DATEV setzt beim Thema Software für die neue Grundsteuer auf den Kooperationspartner fino taxtech GmbH. Seit dem 20. Dezember 2021 ist die Genossenschaft mit 51 Prozent auch mehrheitlicher Anteilseigner.
Diese neue Qualität der Verbundenheit äußert sich nun auch personell: Mit Christian Vos hat DATEV einen Geschäftsführer in das Gemeinschaftsunternehmen entsendet. Im Interview spricht er über seine neue Aufgabe, die Herausforderungen und das Unternehmen, das er künftig mit führt.
magazin: Herr Vos, mit Ihrer Berufung ändert sich die Zusammensetzung der Geschäftsführung der fino taxtech. Wie ist das Führungsgremium nun aufgebaut?
CHRISTIAN VOS: Bislang bildeten die beiden Gründer Florian Christ und Björn Kahle, die gleichzeitig auch Gesellschafter sind, die Geschäftsleitung der fino taxtech GmbH. Nun wird das Gremium um zwei Personen erweitert: um mich als Geschäftsführer, der seit elf Jahren bei der DATEV in unterschiedlichen Bereichen gewirkt hat und künftig die Interessen des Hauptgesellschafters einbringt, und Inga Krämer, die Wissen und Erfahrung aus dem Tech-Bereich einer großen deutschen Bank mitbringt.
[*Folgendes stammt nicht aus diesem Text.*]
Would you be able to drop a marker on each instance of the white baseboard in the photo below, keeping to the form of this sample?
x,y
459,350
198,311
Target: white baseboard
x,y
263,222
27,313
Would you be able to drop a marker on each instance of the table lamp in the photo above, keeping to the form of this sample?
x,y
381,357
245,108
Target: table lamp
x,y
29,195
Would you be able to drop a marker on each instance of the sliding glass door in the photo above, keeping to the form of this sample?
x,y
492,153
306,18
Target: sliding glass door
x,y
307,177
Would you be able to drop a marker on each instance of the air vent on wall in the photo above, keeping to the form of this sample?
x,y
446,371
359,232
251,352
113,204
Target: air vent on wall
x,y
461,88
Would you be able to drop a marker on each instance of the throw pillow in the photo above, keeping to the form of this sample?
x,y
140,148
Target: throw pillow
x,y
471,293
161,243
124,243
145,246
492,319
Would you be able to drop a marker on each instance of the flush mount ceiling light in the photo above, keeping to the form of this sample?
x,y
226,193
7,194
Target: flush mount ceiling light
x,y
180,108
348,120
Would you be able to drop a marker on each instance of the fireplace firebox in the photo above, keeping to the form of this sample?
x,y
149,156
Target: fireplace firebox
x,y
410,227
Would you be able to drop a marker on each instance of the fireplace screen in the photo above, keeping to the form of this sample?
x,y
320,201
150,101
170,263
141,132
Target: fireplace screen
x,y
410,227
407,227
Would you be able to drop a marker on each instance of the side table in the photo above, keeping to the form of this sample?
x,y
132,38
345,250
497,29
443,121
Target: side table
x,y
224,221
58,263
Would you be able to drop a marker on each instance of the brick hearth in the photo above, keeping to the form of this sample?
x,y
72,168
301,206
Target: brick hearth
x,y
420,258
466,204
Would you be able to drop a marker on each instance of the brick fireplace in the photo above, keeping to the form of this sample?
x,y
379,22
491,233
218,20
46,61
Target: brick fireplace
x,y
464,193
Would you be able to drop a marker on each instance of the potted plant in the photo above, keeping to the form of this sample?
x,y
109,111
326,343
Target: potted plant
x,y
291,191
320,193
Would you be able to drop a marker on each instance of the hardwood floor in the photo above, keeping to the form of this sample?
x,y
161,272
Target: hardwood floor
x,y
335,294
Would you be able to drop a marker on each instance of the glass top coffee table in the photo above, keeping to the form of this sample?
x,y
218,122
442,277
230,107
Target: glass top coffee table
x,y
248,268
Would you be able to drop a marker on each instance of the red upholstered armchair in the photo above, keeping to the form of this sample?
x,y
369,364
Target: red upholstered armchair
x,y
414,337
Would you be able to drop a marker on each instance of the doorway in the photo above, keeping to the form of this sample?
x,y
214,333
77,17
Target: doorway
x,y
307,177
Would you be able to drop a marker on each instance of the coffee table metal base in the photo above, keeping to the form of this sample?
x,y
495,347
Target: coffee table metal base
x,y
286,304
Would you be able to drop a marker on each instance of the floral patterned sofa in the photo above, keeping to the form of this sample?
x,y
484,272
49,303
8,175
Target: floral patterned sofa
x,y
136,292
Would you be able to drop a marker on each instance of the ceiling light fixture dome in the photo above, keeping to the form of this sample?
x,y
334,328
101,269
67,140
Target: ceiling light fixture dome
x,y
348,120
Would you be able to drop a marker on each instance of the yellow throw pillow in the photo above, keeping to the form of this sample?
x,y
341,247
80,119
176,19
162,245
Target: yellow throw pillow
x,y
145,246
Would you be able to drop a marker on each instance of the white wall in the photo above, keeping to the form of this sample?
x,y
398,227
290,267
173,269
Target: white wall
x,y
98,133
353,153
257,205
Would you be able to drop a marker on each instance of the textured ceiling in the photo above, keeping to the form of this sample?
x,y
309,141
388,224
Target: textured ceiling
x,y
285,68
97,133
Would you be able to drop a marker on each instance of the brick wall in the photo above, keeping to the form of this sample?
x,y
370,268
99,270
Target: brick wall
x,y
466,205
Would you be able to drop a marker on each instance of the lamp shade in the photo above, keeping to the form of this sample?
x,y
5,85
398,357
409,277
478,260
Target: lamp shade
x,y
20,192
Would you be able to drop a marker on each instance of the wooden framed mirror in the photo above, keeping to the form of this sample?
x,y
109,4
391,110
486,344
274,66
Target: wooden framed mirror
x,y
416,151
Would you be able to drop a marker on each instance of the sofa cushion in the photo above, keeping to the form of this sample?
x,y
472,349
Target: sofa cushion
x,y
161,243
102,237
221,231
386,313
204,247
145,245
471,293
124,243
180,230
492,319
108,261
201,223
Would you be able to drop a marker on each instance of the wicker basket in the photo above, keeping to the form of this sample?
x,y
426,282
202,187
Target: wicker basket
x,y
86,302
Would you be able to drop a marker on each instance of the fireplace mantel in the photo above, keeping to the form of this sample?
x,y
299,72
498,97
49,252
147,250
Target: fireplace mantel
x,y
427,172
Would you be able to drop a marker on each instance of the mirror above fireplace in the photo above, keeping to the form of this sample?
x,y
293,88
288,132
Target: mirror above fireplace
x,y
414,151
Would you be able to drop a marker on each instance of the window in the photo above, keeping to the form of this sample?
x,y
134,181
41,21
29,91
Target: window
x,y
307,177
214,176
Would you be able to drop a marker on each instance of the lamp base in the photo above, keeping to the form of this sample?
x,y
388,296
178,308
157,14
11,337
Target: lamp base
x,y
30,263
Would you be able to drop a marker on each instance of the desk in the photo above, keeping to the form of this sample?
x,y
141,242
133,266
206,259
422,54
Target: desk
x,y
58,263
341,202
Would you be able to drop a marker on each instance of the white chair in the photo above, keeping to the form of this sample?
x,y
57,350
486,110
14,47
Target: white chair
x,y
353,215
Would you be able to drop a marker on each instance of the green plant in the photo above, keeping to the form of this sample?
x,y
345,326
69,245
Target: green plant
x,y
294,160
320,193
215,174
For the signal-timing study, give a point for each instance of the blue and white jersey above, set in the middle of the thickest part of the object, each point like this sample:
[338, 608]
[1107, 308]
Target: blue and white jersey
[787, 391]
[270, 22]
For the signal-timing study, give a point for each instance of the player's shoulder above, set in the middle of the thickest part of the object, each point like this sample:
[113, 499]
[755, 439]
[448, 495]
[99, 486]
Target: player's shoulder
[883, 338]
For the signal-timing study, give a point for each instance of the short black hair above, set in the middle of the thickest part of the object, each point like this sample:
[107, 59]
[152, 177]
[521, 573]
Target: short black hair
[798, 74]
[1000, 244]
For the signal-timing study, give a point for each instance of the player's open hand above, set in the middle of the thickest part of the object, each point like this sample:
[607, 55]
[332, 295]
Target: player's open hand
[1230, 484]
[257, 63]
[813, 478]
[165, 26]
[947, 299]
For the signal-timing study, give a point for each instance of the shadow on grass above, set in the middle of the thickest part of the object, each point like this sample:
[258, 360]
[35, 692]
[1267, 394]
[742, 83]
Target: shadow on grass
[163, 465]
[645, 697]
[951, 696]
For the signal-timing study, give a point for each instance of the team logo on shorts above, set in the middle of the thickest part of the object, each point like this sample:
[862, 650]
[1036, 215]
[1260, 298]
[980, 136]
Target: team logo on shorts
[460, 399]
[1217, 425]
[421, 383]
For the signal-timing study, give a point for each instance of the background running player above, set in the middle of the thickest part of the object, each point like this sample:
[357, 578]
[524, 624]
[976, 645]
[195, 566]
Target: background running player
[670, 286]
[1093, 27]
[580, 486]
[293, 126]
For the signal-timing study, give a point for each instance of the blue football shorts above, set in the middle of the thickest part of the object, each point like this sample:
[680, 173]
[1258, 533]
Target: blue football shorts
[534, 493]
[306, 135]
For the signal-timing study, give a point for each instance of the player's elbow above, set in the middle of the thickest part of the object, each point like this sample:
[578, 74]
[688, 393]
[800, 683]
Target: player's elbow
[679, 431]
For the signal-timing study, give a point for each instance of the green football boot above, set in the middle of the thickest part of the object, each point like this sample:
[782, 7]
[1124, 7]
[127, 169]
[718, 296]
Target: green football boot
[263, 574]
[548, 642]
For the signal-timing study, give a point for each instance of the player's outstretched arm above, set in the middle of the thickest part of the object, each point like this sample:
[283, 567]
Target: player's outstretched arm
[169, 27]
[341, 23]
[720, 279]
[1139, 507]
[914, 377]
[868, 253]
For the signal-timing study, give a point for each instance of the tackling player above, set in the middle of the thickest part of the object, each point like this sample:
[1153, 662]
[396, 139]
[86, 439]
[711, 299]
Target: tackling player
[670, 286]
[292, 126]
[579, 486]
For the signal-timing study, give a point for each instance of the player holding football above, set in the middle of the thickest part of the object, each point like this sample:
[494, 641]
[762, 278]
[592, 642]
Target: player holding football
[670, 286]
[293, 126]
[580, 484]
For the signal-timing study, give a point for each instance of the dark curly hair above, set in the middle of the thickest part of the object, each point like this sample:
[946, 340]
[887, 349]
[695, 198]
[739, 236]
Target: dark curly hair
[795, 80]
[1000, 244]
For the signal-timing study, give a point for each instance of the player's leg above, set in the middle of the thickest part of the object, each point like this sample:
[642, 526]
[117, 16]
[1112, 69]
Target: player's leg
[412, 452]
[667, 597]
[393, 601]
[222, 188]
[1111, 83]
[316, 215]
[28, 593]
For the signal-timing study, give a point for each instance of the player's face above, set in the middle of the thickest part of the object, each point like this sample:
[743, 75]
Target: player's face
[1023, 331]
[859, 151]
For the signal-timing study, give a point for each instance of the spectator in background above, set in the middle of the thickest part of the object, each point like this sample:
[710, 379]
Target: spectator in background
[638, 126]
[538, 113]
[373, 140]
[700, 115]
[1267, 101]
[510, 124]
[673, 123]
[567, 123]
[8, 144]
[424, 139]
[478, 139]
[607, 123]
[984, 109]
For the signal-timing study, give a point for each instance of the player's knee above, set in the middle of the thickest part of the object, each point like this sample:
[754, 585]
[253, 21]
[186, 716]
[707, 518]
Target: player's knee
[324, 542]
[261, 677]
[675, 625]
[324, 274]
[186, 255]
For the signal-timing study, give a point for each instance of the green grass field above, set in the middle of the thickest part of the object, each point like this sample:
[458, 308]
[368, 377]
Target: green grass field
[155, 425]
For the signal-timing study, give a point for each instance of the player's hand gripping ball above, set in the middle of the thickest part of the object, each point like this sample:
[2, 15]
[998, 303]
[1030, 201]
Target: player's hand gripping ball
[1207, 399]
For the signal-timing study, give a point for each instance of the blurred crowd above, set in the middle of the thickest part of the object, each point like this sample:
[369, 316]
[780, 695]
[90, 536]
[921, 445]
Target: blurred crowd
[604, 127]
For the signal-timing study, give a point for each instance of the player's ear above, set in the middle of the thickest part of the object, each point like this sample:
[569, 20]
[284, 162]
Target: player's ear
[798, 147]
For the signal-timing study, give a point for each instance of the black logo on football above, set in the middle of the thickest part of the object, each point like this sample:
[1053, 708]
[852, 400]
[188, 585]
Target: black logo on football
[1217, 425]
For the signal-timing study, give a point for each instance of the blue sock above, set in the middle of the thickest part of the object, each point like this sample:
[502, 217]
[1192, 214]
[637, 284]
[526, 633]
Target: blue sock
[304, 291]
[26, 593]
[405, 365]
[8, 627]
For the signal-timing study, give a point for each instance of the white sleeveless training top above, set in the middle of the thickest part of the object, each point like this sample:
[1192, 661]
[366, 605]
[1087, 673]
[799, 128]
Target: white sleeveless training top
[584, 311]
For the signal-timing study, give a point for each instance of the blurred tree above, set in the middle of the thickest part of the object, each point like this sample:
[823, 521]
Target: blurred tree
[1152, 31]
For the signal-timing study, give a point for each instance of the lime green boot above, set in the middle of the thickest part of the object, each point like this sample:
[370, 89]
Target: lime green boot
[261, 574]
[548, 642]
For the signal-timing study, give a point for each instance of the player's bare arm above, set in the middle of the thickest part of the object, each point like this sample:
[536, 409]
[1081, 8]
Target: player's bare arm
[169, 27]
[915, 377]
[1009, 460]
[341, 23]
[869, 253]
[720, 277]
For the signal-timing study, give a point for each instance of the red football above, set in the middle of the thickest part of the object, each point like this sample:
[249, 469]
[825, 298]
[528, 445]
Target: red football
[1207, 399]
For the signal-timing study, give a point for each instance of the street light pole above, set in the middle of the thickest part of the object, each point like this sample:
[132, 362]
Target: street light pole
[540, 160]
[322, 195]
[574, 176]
Was reizt Sie an der Aufgabe und was bringen Sie dafür mit?
Meine Motivation ist ähnlich vielschichtig wie die Aufgabe, die mich erwartet. Zunächst einmal sehe ich mich als Vertreter der DATEV und ihrer Mitglieder. Der Steuerberatung bin ich sehr verbunden. Ich habe meinen beruflichen Weg mit einer Ausbildung zum Steuerfachangestellten begonnen und zunächst 15 Jahre in Steuerberatungskanzleien gearbeitet – unter anderem als Bilanzbuchhalter. In meiner Zeit bei DATEV habe ich das Unternehmen und unsere Mitglieder aus unterschiedlichen Blickwinkeln kennenlernen dürfen: Ich war beispielsweise als Berater und Projektleiter für Kanzleien im Kanzleimanagementumfeld, als Verantwortlicher für die Schnittstelle zwischen unserem Außendienst und der Entwicklung und als Abteilungsleiter im Key-Account-Management für unsere internationalen und nationalen Konzerne und Netzwerke verantwortlich. Zuletzt leitete ich das Experience Center sowie Teile der DATEV-Kundenveranstaltungen und war Leiter für ein Projekt, welches notwendige Change-Impulse in den Vertrieb gesetzt hat. Diese vielfältigen Erfahrungen möchte ich nun als Bindeglied zwischen DATEV, den Mitgliedern und fino taxtech in die Geschäftsführung einbringen. Und ich bin sehr gespannt auf die agile Kultur eines jungen, kleinen Software-Unternehmens. Das wird auch für mich noch einmal eine ganz neue Erfahrung.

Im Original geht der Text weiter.